Nell’Alto Medio Evo le donne erano sempre soggette alla tutela dei padri, dei mariti, del confessore. La tutela, indice di inferiorità e sottovalutazione, non riguardava solo l’ambito personale, ma anche il piano giuridico: non avendo capacità giuridica, le donne, in caso di necessità, non potevano andare da sole nelle assemblee giuridiche e dovevano farsi rappresentare da un uomo, il quale aveva – se necessario – il diritto di punire e,  in casi estremi,  anche di uccidere. Nel De eruditione praedicatorum, Umberto da Romano (1193 – 1277) dava delle indicazioni sul comportamento delle donne: non dovevano dedicarsi a sortilegi né  essere sfrontate, ma dovevano dedicarsi alla recita del Salterio (libro dei Salmi) e delle Ore, assistere alle funzioni per i defunti e imparare le orazioni da rivolgere a Dio. Le donne nobili potevano imparare a leggere solo sul Salterio e dovevano assumere come archetipo della femminilità la figura di Maria; non dovevano occuparsi della bellezza e dell’abbigliamento, dovevano fuggire le frivolezze dei canti e delle danze, uscire sempre accompagnata e non incontrare mai da sole un uomo. Tra gli ornamenti della donna il primo doveva essere la temperanza nel parlare, meglio ancora il silenzio. Solo nel XIII secolo le donne nubili ottennero una certa autonomia, mentre quelle sposate rimanevano sotto la tutela del marito, custode dei beni e dell’onore della famiglia.

Secondo la classificazione della società di Adalbertone di Laon, gli uomini si dividono in tre stati: coloro che combattono, coloro che lavorano e coloro che pregano; parallelamente, parlando della condizione femminile, possiamo distinguere tre tipologie: donne della nobiltà, ma anche della ricca borghesia; donne del popolo, contadine e cittadine; donne votate alla vita religiosa.
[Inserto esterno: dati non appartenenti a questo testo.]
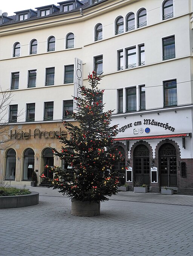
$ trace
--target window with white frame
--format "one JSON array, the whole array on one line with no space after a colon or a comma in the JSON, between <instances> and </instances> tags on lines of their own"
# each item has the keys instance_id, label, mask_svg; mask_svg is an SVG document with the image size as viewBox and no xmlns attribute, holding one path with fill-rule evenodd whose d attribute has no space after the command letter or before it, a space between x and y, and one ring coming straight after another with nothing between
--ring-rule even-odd
<instances>
[{"instance_id":1,"label":"window with white frame","mask_svg":"<svg viewBox=\"0 0 193 256\"><path fill-rule=\"evenodd\" d=\"M135 29L135 14L133 12L130 13L126 20L126 31Z\"/></svg>"},{"instance_id":2,"label":"window with white frame","mask_svg":"<svg viewBox=\"0 0 193 256\"><path fill-rule=\"evenodd\" d=\"M126 90L126 111L127 112L136 111L136 87L131 87Z\"/></svg>"},{"instance_id":3,"label":"window with white frame","mask_svg":"<svg viewBox=\"0 0 193 256\"><path fill-rule=\"evenodd\" d=\"M44 103L44 120L53 120L54 117L54 102Z\"/></svg>"},{"instance_id":4,"label":"window with white frame","mask_svg":"<svg viewBox=\"0 0 193 256\"><path fill-rule=\"evenodd\" d=\"M147 11L145 9L141 9L137 16L137 27L141 28L147 25Z\"/></svg>"},{"instance_id":5,"label":"window with white frame","mask_svg":"<svg viewBox=\"0 0 193 256\"><path fill-rule=\"evenodd\" d=\"M136 65L136 46L126 49L126 68L134 68Z\"/></svg>"},{"instance_id":6,"label":"window with white frame","mask_svg":"<svg viewBox=\"0 0 193 256\"><path fill-rule=\"evenodd\" d=\"M167 0L163 4L162 19L167 20L173 17L173 1Z\"/></svg>"},{"instance_id":7,"label":"window with white frame","mask_svg":"<svg viewBox=\"0 0 193 256\"><path fill-rule=\"evenodd\" d=\"M163 60L176 57L175 37L172 35L162 39Z\"/></svg>"}]
</instances>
– Nel mondo nobiliare e, in quello borghese delle città, le donne erano sicuramente favorite rispetto a quelle del contado, ma il loro ruolo veniva riassorbito nella loro natura di spose e madri: quelle che sapevano leggere  e scrivere svolgevano precise funzioni accanto ai mariti, anche come reggenti per figli minorenni (nei regni o nelle grandi signorie), ma si tratta di eccezioni. Le dimore signorili erano il luogo di riunioni festose in cui il feudatario accoglieva tutti coloro che erano tenuti a rendergli omaggio. In questi ambienti gli uomini si sforzavano di trattare le donne con una certa gentilezza e ciò permise, tra il  XII e il XIII secolo, l’affermazione del modello cortese, basato su una immagine idealizzata della donna, come veniva cantata dai poeti e dai “trovieri”; ma si trattava solo di una immagine, perché se la dama “regnava” nella fantasia del poeta, nella realtà rimaneva sempre legata al suo ruolo tradizionale di inferiorità rispetto all’uomo.  
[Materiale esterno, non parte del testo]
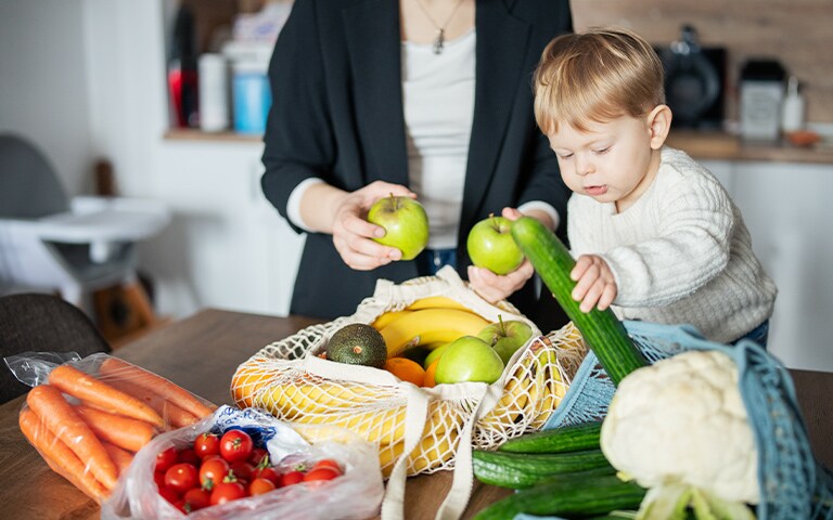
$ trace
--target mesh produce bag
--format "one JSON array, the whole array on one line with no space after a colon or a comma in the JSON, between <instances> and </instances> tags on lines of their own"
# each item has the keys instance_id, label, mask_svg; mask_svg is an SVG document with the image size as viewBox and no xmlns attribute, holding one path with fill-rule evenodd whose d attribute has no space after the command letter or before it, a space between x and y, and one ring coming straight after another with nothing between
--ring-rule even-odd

Le città costituivano un centro di attrazione per le donne nubili e anche vedove perciò qui, come esisteva una certa eterogeneità di abitanti e di mestieri, così anche la condizione delle donne era più varia, sempre però in stato di inferiorità. Nel caso di donne lavoratrici la paga era inferiore a quella degli uomini; le donne potevano lavorare come domestiche, ma era diffuso anche l’utilizzo di manodopera femminile nell’artigianato, come apprendiste o come aiutanti nell’industria tessile e nella lavorazione di borse e pellicce, ed era esclusivamente femminile il mestiere di ricamatrice. Anche nella produzione alimentare (panetteria, pasticceria, produzione della birra, spremitura dell’olio), erano occupate molte donne. Erano loro precluse le professioni liberali, ma potevano esercitare l’ostetricia. 
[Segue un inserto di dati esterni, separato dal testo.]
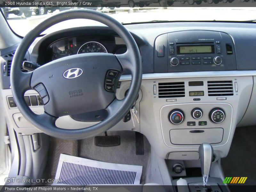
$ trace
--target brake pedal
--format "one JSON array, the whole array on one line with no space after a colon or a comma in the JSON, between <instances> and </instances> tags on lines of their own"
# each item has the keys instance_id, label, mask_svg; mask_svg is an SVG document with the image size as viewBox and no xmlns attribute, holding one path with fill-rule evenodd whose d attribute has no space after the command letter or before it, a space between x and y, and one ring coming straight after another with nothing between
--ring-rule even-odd
<instances>
[{"instance_id":1,"label":"brake pedal","mask_svg":"<svg viewBox=\"0 0 256 192\"><path fill-rule=\"evenodd\" d=\"M98 147L114 147L121 144L120 135L96 136L94 138L95 145Z\"/></svg>"}]
</instances>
–  Nelle classi popolari la povertà era molto diffusa e le donne prive di sussistenza venivano ospitate in ospizi per donne povere, mentre alcune si dedicavano alla prostituzione sia in città (in molte città erano presenti le “case chiuse”)  sia nelle campagne, e altre venivano inviate in Turchia, destinate agli harem. (R. Fossier, Enfance de l’Europe, I). Sulle donne  del popolo erano diffusi molti pregiudizi, si diceva, infatti, che credevano ai sortilegi, e in effetti alcune  facevano divinazioni, soprattutto a scopo di lucro. Le popolane erano immediatamente assimilate a Eva che si lasciò tentare dal serpente ed erano considerate maggiormente soggette ai peccati della carne. Riguardo al matrimonio le donne del popolo avevano una maggiore libertà rispetto a quelle nobili o borghesi, per quanto concerne la scelta dello sposo, tuttavia anche nel ceto inferiore si riscontravano matrimoni precoci, persuasioni o costrizioni da parte dei genitori, che pretendevano la sottomissione e l’obbedienza da parte delle figlie.

Le contadine erano soggette a vincolo maggiori rispetto alle cittadine; all’interno del feudo infatti oltre anche al padre e poi al marito, erano assoggettate al feudatario: per sposarsi dovevano avere il permesso del signore feudale, che poteva esercitare lo jus primae noctis. Inoltre se una donna rimaneva incinta al di fuori dell’unione ufficiale il padrone poteva esigere un risarcimento.

–  La rinascita, che interessò l’Europa sul piano economico e culturale, si estese all’ambito religioso e, in questa prospettiva , investì anche l’universo femminile. Si svilupparono forme di religiosità femminile diverse tra loro, come quella delle “perfette” dei catari o delle beghine, alle quali la Chiesa cercò di dare una guida e una normativa. Si assistette perciò in questo periodo alla fioritura  di numerosi monasteri femminili, in cui le religiose a volte entravano per libera scelta, ma molto spesso vi erano rinchiuse dai genitori in tenera età o perché non potevano godere di una dote adeguata o per convenienza, per contribuire al prestigio della famiglia. I monasteri accoglievano anche vedove, mogli ripudiate e fanciulle orfane, costituendo anche dei centri di educazione. Le ragazze imparavano a leggere sul Salterio e studiavano la Sacra Scrittura e – paradossalmente, al contrario delle donne sposate, dedite alle cure domestiche e parentali e del tutto sottomesse al marito –  godevano di una certa libertà; nei grandi monasteri femminili, infatti, anche le suore svolgevano attività di “amanuensi”: copiavano testi, creavano miniature, collezionavano e componevano. Alcune di esse raggiungevano alti livelli di formazione e scrivevano il racconto delle proprie esperienze spirituali o mistiche e delle proprie riflessioni sulla Scrittura, sviluppando a volte  un proprio punto di vista sui temi religiosi diverso dai teologi. Benché “alle donne non bisogna insegnare né a leggere né a scrivere“, come prescriveva Filippo da Novara, le donne sceglievano di esprimersi ugualmente, ma non componevano dei trattati, bensì degli scritti di tipo autobiografico o profetico. Le monache scrittrici usavano le lingue volgari: francese, fiammingo, italiano, tedesco, per una migliore comunicazione e maggiore diffusione, ma anche perché non tutte conoscevano il latino.